Fireworks are displayed to celebrate the New Year in Bangkok, Thailand, Jan. 1, 2021. (Photo: Xinhua)
  • Cambodianess
  • January 1, 2021 3:23 AM

At last, here we are in 2021!



Or rather: thank goodness, we’re no longer in 2020.



Each year that goes by gets entered into the collective memory as being the one during which one or the other memorable, happy or tragic event took place. From one country to the next, one culture to the other, these events vary, the joys and sorrows of some not necessarily being those of others.     



But 2020 will be one of the years that, wherever one was in the world, will be summed up the same way: the year of the COVID-19 pandemic.  



In a flash, the coronavirus—officially reported for the first time in China in late 2019—would contaminate the planet, killing in 2020 nearly 2 million people and wreaking havoc on the global economy.



While health and economic damage has varied from one country to the next, none or nearly none will have been spared by the coronavirus.

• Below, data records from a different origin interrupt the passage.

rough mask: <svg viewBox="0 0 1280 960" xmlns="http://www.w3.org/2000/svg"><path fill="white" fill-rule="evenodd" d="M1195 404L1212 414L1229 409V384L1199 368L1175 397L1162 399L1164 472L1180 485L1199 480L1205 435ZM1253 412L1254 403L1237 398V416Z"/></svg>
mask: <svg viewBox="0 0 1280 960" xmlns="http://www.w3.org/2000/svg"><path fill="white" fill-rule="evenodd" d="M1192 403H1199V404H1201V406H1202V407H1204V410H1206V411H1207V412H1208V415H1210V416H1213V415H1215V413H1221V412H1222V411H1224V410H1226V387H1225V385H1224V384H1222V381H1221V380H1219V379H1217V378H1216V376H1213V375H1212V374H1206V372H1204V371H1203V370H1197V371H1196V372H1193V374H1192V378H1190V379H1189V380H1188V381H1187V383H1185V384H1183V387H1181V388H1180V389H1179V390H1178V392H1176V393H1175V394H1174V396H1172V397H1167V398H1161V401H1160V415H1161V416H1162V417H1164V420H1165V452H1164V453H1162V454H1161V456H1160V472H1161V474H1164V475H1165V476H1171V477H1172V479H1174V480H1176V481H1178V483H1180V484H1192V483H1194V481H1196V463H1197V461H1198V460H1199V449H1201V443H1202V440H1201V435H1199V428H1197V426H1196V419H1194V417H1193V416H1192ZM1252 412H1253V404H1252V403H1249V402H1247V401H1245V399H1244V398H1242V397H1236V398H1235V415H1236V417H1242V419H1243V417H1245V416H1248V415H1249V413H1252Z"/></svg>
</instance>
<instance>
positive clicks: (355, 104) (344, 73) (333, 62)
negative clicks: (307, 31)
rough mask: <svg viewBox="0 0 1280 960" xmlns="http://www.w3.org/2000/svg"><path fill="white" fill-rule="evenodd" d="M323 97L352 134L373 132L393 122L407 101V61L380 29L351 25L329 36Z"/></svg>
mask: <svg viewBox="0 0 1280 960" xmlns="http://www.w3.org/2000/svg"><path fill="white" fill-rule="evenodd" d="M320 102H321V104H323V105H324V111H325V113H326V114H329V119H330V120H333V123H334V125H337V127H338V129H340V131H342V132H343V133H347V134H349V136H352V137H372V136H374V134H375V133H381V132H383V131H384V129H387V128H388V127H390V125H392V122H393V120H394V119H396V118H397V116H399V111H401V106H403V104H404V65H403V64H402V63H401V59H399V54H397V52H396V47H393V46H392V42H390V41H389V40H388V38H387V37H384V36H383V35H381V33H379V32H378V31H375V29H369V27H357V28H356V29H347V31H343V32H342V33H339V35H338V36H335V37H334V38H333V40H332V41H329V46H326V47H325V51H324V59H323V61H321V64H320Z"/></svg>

Lockdown, end of lockdown, lockdown again, curfew, state of emergency, closure of border crossings, scheduled air service cancelled, quarantines, protective measures: Each country attempted to combine these different measures based on its own situation in order to protect the health of its population while doing its best to preserve its economy.



It quickly became clear that only having one or more vaccines would make it possible to get out of this hellish cycle.



And at last, vaccines happened at the end of the year.



Sceptics are concerned about the speed at which they were put on the market since it usually takes a minimum of three years, the time it takes for a vaccine go through all the validation steps of the required clinical studies.   



The laboratories that released these vaccines are explaining that this short development period is due on one hand to the enormous resources involved on a global scale for their development and, on the other hand, because they did not work in uncharted territory since this virus belongs to the very well documented coronavirus family.  



In any case, vaccination campaigns are being launched one after the other without, at this point, a major incident susceptible of frightening populations. 



Will they have the hoped-for efficacy? Will they be able to quickly rid us of this planetary nightmare? It is too early to tell, too early to rejoice.     



Still, 2021 starts with hope.



This is not much but it is a great deal, considering the hardship endured last year.